The critical commonality is that all these people are making and recording observations of nature, or of simulations of nature, in order to learn more about how nature, in the broadest sense, works. We'll see below that one of their main goals is to show that old ideas (the ideas of scientists a century ago or perhaps just a year ago) are wrong and that, instead, new ideas may better explain nature.
So why do science? I - the individual perspective
So why are all these people described above doing what they're doing? In most cases, they're collecting information to test new ideas or to disprove old ones. Scientists become famous for discovering new things that change how we think about nature, whether the discovery is a new species of dinosaur or a new way in which atoms bond. Many scientists find their greatest joy in a previously unknown fact (a discovery) that explains something problem previously not explained, or that overturns some previously accepted idea.

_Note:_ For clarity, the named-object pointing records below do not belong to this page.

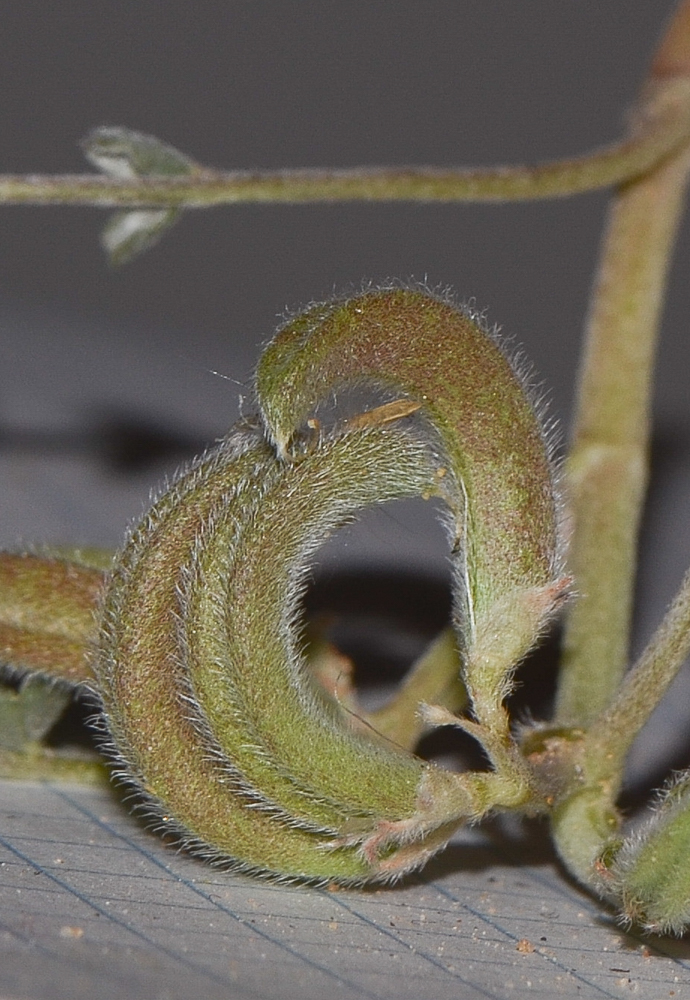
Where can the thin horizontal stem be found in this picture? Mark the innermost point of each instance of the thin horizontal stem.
(652, 140)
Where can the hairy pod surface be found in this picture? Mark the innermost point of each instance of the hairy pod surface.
(211, 710)
(501, 483)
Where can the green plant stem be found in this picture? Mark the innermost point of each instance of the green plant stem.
(609, 739)
(653, 138)
(607, 469)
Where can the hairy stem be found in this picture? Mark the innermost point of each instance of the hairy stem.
(656, 134)
(607, 469)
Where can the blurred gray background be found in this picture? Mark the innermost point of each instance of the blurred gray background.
(107, 376)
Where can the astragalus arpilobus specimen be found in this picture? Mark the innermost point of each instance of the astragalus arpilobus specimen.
(242, 743)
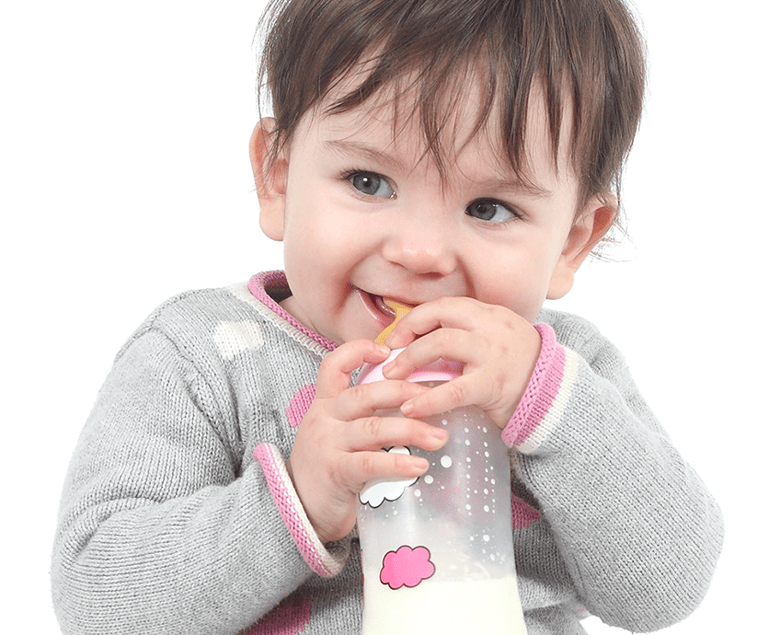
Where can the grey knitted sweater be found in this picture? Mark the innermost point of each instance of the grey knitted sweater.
(169, 525)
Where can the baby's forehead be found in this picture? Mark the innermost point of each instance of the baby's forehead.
(463, 130)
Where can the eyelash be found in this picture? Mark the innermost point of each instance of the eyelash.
(517, 215)
(349, 174)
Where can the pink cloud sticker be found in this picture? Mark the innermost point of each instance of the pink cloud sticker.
(406, 567)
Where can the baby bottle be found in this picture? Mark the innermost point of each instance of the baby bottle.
(437, 550)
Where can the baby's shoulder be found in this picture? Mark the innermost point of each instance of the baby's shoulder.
(577, 333)
(194, 318)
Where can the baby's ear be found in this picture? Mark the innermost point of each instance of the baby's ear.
(271, 175)
(589, 228)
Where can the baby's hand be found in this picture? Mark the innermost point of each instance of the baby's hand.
(498, 348)
(338, 444)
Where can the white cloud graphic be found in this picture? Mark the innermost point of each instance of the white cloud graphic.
(234, 337)
(378, 490)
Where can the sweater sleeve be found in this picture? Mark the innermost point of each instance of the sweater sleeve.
(160, 530)
(638, 531)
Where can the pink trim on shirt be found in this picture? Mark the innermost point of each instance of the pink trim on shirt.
(541, 391)
(295, 518)
(260, 284)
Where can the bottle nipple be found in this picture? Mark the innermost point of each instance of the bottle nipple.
(401, 310)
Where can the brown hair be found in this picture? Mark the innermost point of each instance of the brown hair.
(588, 53)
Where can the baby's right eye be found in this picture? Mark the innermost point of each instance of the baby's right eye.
(371, 184)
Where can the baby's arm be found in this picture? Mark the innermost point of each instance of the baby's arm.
(159, 532)
(637, 529)
(639, 533)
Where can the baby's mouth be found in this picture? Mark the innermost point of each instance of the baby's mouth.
(387, 311)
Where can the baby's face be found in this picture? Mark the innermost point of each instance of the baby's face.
(366, 214)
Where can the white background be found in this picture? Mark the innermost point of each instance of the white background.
(124, 179)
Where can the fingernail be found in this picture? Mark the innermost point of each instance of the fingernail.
(421, 463)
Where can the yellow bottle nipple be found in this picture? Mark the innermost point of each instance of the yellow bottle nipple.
(401, 310)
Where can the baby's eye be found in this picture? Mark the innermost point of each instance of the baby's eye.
(371, 184)
(490, 210)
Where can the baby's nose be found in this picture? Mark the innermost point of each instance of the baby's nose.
(421, 249)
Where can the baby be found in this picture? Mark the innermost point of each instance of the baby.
(459, 156)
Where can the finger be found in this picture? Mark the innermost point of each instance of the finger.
(336, 369)
(373, 433)
(450, 312)
(358, 468)
(462, 391)
(363, 401)
(453, 345)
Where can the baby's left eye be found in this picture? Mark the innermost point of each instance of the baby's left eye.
(491, 211)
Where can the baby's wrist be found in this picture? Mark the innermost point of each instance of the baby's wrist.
(541, 390)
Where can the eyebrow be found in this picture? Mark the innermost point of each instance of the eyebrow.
(366, 152)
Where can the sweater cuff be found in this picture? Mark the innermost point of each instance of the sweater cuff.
(325, 560)
(528, 427)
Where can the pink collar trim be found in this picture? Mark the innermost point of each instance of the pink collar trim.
(260, 284)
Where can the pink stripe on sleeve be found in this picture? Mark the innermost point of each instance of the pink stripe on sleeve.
(541, 391)
(295, 518)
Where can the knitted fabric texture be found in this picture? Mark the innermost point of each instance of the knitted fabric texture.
(168, 525)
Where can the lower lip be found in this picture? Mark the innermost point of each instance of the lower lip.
(374, 310)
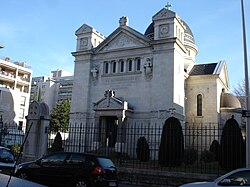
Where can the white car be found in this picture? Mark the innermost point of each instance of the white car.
(238, 177)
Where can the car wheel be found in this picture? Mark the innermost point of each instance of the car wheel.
(22, 175)
(82, 183)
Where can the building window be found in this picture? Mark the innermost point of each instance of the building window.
(130, 64)
(114, 67)
(20, 125)
(21, 113)
(138, 64)
(22, 101)
(121, 66)
(106, 67)
(199, 105)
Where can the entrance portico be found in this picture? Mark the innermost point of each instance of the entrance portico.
(111, 114)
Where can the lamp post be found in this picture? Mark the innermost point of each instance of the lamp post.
(1, 126)
(246, 87)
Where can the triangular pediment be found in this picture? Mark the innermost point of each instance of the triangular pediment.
(111, 103)
(123, 39)
(163, 14)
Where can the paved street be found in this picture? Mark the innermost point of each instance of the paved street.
(128, 185)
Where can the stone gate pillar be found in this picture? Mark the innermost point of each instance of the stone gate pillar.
(38, 120)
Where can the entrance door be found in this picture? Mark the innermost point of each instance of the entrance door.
(109, 130)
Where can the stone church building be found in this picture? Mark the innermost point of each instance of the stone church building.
(133, 79)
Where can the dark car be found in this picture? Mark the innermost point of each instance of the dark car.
(70, 169)
(10, 181)
(7, 160)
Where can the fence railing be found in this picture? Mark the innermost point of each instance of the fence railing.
(202, 152)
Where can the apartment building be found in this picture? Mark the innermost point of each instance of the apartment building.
(53, 89)
(15, 84)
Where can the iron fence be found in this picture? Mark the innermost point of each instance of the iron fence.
(201, 146)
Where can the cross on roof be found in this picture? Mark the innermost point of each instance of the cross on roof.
(168, 5)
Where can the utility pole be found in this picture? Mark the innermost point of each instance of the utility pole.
(246, 87)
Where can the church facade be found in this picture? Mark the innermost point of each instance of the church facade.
(135, 79)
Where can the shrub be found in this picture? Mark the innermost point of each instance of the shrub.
(142, 149)
(172, 143)
(207, 156)
(190, 156)
(215, 148)
(232, 146)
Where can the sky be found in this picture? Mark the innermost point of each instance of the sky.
(42, 32)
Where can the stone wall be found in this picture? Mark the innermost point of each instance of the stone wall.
(158, 178)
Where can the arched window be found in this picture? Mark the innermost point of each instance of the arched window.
(199, 105)
(114, 67)
(138, 64)
(130, 63)
(106, 67)
(121, 66)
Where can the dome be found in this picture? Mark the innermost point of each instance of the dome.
(189, 37)
(229, 101)
(150, 31)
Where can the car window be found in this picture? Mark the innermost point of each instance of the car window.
(76, 159)
(54, 159)
(6, 156)
(240, 179)
(105, 162)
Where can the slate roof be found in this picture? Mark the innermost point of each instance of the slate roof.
(203, 69)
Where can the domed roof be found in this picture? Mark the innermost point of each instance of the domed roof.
(189, 37)
(229, 101)
(150, 31)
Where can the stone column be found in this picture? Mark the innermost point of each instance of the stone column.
(38, 120)
(121, 136)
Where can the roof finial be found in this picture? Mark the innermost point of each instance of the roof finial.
(168, 6)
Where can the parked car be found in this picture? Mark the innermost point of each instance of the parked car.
(70, 169)
(238, 177)
(7, 160)
(16, 182)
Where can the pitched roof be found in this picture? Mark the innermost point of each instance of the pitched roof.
(203, 69)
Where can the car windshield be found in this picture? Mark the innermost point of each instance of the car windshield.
(105, 162)
(6, 156)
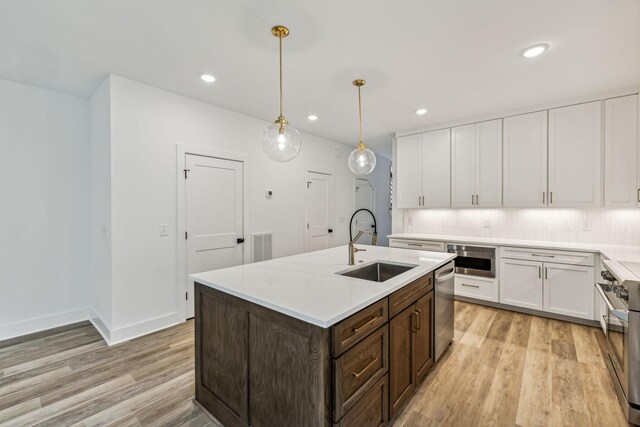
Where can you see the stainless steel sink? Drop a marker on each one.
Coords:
(378, 272)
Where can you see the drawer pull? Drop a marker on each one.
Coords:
(366, 368)
(359, 328)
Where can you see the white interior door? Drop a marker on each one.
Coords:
(214, 209)
(363, 198)
(318, 203)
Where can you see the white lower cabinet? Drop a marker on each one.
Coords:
(555, 288)
(477, 287)
(521, 283)
(568, 290)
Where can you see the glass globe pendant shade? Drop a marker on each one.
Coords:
(281, 142)
(362, 161)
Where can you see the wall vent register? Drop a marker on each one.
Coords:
(262, 246)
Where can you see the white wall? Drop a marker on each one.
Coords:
(607, 226)
(44, 203)
(100, 212)
(146, 125)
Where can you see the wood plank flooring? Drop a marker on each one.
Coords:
(503, 369)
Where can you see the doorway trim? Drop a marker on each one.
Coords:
(332, 202)
(181, 151)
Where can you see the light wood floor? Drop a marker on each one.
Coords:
(503, 369)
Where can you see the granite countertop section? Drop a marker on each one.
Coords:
(627, 255)
(307, 287)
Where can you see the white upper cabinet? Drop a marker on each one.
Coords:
(489, 171)
(476, 165)
(409, 171)
(463, 166)
(574, 155)
(436, 169)
(525, 160)
(621, 151)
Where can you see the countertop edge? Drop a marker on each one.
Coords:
(336, 319)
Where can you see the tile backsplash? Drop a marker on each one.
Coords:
(597, 225)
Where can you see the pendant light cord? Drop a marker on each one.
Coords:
(280, 44)
(360, 113)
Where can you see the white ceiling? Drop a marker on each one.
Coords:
(458, 58)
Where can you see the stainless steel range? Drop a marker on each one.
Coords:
(621, 293)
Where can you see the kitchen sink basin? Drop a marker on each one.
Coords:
(378, 272)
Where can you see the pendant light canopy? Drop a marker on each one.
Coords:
(280, 140)
(362, 161)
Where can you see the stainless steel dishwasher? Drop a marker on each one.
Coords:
(443, 310)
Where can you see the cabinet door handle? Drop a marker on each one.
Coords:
(366, 368)
(359, 328)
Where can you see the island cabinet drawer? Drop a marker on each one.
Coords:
(421, 245)
(370, 411)
(546, 255)
(358, 369)
(353, 329)
(404, 297)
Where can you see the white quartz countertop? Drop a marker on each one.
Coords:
(612, 252)
(307, 287)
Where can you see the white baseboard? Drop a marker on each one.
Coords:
(136, 330)
(30, 326)
(111, 336)
(98, 323)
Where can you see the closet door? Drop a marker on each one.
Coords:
(489, 164)
(525, 160)
(575, 144)
(463, 166)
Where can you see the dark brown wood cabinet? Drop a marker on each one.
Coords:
(410, 350)
(258, 367)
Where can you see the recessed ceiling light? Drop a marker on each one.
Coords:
(534, 50)
(207, 78)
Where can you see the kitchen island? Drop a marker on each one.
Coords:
(293, 341)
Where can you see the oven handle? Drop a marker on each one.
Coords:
(604, 297)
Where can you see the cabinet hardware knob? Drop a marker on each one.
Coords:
(366, 368)
(359, 328)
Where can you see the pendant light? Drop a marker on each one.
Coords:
(280, 140)
(361, 160)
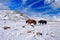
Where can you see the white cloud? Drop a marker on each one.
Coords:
(3, 7)
(56, 4)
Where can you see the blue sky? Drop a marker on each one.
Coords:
(30, 7)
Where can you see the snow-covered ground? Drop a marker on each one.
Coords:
(19, 30)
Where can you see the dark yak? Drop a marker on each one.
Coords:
(42, 21)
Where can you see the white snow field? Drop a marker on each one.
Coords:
(19, 30)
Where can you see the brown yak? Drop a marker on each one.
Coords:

That's the answer based on noble principles, and it probably explains why many people go into science as a career. On a pragmatic level, people also do science to earn their paychecks. Professors at most universities and many colleges are expected as part of their contractual obligations of employment to do research that makes new contributions to knowledge. If they don't, they lose their jobs, or at least they get lousy raises.
Scientists also work for corporations and are paid to generate new knowledge about how a particular chemical affects the growth of soybeans or how petroleum forms deep in the earth. These scientists get paid better, but they may work in obscurity because the knowledge they generate is kept secret by their employers for the development of new products or technologies. In fact, these folks at Megacorp do science, in that they and people within their company learn new things, but it may be years before their work becomes science in the sense of a contribution to humanity's body of knowledge beyond Megacorp's walls.
Why do Science? II - The Societal Perspective
If the ideas above help explain why individuals do science, one might still wonder why societies and nations pay those individuals to do science. Why does a society devote some of its resources to this business of developing new knowledge about the natural world, or what has...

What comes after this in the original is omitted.